The CCPC had identified potential concerns regarding Orpea’s position in the provision of residential care and nursing home services in County Kildare following implementation of the notified deal and any potential future expansion in this area by Orpea. County Kildare is an administrative region in Ireland contiguous to Dublin City and County with a population of around 222,000 people and 1,695 square kilometres out of a national population of 4.9m people and national area of 70,293 square kilometres respectively so it represents about 4.5% of the national population and 2.4% of the national land area.
The CCPC said in a statement on 8 July 2021 that to address the potential competition concerns identified, Orpea submitted a proposal to the CCPC under section 20(3) of the 2002 Act. These proposals, remedies or commitments are designed to eliminate the competition concern.

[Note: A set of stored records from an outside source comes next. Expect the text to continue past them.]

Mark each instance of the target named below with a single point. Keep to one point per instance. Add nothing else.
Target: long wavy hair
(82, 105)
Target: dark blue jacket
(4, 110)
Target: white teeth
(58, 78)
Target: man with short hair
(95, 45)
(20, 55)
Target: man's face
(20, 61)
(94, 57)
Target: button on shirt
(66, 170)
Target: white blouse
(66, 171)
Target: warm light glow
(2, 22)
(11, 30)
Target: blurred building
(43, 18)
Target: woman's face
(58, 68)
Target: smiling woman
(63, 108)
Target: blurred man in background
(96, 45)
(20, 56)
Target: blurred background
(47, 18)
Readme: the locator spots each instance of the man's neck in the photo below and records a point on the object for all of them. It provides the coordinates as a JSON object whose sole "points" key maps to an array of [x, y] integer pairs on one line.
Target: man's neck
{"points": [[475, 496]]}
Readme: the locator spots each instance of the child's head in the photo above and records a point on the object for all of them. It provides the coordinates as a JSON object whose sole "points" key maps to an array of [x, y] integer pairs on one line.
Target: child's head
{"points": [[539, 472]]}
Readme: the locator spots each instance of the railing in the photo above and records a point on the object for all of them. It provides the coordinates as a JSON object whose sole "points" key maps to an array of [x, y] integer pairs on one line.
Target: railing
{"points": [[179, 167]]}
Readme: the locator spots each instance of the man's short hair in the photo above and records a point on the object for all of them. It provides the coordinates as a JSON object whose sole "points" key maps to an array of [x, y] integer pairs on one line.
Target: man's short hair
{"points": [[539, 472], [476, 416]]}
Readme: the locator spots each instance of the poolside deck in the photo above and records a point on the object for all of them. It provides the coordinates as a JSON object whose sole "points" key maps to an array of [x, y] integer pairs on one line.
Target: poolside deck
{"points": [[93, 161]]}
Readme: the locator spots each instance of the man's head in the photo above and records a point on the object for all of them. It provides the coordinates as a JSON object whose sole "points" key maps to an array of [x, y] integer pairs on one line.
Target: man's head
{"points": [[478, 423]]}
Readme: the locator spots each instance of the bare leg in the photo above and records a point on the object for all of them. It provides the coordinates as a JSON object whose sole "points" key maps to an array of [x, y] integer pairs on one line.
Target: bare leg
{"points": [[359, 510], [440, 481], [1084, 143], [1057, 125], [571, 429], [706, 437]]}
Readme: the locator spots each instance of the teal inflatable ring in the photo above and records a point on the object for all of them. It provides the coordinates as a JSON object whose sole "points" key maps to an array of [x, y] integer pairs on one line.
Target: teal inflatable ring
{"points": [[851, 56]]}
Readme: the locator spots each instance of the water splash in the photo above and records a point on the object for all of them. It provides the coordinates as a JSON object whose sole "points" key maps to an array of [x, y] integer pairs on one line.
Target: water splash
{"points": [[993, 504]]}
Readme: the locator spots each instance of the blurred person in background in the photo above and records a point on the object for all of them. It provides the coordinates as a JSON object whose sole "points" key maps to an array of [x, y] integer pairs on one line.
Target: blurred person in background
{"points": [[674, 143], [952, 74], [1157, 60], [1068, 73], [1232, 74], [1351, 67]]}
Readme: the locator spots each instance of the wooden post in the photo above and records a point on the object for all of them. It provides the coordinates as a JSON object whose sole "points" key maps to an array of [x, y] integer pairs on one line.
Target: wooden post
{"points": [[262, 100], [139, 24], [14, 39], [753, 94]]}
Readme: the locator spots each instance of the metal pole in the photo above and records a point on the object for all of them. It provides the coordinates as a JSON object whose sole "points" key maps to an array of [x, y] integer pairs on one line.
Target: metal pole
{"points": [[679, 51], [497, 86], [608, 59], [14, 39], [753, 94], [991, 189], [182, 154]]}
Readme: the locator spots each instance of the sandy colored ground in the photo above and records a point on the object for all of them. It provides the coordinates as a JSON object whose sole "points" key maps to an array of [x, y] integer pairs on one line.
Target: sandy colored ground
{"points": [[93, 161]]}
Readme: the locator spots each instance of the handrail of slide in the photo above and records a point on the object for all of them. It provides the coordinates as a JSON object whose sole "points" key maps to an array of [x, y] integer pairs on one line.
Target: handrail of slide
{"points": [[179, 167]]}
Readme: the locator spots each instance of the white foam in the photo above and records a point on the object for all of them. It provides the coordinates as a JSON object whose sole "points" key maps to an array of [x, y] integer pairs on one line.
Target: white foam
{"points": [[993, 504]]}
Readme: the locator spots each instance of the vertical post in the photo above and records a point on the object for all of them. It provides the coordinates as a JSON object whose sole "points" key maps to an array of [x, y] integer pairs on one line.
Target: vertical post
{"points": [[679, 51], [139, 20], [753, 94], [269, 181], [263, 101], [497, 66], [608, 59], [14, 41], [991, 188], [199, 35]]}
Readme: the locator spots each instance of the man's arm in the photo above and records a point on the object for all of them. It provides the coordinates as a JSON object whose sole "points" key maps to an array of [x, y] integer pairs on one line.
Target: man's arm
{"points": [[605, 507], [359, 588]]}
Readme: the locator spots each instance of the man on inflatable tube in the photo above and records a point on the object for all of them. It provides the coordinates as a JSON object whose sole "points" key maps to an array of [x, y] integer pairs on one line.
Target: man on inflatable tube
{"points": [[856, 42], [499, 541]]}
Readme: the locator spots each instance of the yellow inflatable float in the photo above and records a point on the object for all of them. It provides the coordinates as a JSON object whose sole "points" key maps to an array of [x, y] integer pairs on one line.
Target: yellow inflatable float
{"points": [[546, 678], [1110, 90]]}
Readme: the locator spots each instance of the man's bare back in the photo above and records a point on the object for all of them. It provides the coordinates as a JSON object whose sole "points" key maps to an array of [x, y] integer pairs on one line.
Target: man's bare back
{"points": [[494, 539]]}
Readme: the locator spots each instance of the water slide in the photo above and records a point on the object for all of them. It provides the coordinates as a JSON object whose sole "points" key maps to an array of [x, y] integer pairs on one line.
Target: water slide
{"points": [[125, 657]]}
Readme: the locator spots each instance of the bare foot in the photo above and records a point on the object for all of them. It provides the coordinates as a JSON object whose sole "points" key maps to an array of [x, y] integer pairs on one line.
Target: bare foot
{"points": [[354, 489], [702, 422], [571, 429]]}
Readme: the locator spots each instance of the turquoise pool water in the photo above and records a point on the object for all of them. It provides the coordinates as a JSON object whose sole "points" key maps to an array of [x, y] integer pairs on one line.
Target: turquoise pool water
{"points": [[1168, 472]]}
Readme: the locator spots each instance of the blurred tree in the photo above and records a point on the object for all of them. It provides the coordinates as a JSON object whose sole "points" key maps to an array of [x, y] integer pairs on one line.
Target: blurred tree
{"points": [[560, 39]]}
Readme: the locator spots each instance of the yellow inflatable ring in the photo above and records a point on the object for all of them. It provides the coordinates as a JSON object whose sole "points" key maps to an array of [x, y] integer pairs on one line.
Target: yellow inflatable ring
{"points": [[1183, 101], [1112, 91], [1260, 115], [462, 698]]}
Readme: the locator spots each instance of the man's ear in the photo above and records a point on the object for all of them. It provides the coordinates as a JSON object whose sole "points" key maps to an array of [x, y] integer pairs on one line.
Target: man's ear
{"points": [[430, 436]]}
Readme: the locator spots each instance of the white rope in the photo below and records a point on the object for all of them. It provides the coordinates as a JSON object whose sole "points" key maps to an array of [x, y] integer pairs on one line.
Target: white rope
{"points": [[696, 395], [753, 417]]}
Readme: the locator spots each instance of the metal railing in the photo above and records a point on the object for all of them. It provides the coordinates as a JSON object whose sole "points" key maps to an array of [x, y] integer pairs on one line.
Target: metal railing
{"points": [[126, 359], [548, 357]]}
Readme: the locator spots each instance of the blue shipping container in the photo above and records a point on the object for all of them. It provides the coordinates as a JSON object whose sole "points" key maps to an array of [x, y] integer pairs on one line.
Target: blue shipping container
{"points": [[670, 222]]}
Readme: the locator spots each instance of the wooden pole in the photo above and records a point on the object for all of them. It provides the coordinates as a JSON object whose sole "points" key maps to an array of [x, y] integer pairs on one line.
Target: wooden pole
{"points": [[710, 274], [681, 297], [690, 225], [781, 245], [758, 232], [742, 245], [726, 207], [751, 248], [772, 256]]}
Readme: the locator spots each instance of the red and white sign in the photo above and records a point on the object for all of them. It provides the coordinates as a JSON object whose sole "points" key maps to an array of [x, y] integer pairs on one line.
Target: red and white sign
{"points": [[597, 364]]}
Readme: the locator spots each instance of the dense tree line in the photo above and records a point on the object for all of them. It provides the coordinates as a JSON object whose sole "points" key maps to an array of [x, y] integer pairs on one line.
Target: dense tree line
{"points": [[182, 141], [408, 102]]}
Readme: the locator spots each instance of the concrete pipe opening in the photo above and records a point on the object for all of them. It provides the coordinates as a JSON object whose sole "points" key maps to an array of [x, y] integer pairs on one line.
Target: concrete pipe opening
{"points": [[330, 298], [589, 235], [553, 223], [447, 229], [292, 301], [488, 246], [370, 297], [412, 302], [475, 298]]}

The Proposal submitted by Orpea included a commitment by Orpea that for a period of two years commencing from the date of the CCPC's Determination if Orpea enters a legally binding agreement to, directly or indirectly, acquire control (for the purposes of section 16(1) of the 2002 Act) over any residential care and nursing home in County Kildare (a “Possible Transaction”) then Orpea will inform the CCPC of the Possible Transaction, and voluntarily notify the Possible Transaction to the CCPC before it is put into effect, pursuant to section 18(3) of the 2002 Act should it be directed to do so by the CCPC. The CCPC believed that that the binding commitment offered by Orpea was appropriate and effective in addressing the identified potential competition concerns.
Analysis
The case is interesting on a number of levels:
- it shows that even with commitments, cases can be dealt with relatively quickly by the CCPC
- the merger notification regime can be used as a means by which the CCPC monitor competition developments in the marketplace
- the commitment was relatively short (two years) and narrow (confined to a single county out of Ireland's 26 counties) but the CCPC regarded it as sufficient
- speaking generally and not on the specifics of this case, making such a commitment does not prevent a business which gives such a commitment from bidding for targets which could emerge during the two-year period but adds the complication of informing the CCPC and possibly notifying the CCPC of such a transaction; one would imagine that if the informal review by the CCPC were to be lengthy, it could be as easy to notify the deal to get the clock running. The informal review process can provide a useful safety valve for the potential purchaser but a complication for a potential vendor of a business in such circumstances because the potential purchaser might face a notification process which some other (or even all other) bidders might not have to face
- ultimately, this type of behavioural commitment, which has been used by the CCPC on a number of occasions, is a practical and pragmatic mechanism to address potential competition concerns which the CCPC may have about a particular merger or acquisition.